2. Die Beschwerde rügt, dem angefochtenen Bescheid sei nicht zu entnehmen, auf welche Weise die Behörde zu der Feststellung gelangt sei, dass Frau B. bestätigt habe, die Beschwerdeführerin auch mündlich über den Kontrollmeldetermin informiert zu haben. Es lasse sich nicht nachvollziehen, welche Fragen Frau B. gestellt worden seien, ob es diesbezüglich eine Niederschrift gebe und ob sie auch darüber gefragt worden sei, ob sie die Rechtsbelehrung bei Säumnis des Kontrollmeldetermins mündlich erteilt habe. Wäre der Beschwerdeführerin diesbezüglich Parteiengehör gewährt worden, hätte sie nochmals den Ablauf des Gespräches darlegen können, ihre eigene Einvernahme beantragen und ihre beiden Zeuginnen namhaft machen können. Wären diese beiden Zeugen einvernommen worden, wäre hervorgekommen, dass der Beschwerdeführerin der Kontrollmeldetermin nicht mündlich mitgeteilt worden und sie nicht über die Folgen der Säumnis eines Kontrollmeldetermins belehrt worden sei.

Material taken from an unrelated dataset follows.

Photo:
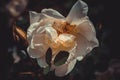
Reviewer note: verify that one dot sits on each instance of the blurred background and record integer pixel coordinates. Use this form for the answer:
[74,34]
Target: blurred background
[103,62]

3. Die Beschwerde ist berechtigt.

Die Versagung des Anspruches auf Geldleistungen aus der Arbeitslosenversicherung hängt im Sinne des § 49 Abs. 2 AlVG von der wirksamen Vorschreibung einer Kontrollmeldung und diese wieder zumindest von der Möglichkeit einer Kenntnisnahme einerseits von dieser Vorschreibung, andererseits von der Belehrung über die mit der Nichteinhaltung des Kontrolltermins verbundenen Rechtsfolgen durch den Arbeitslosen ab (vgl. das hg. Erkenntnis vom 6. Juli 2011, Zl. 2008/08/0093, mwN).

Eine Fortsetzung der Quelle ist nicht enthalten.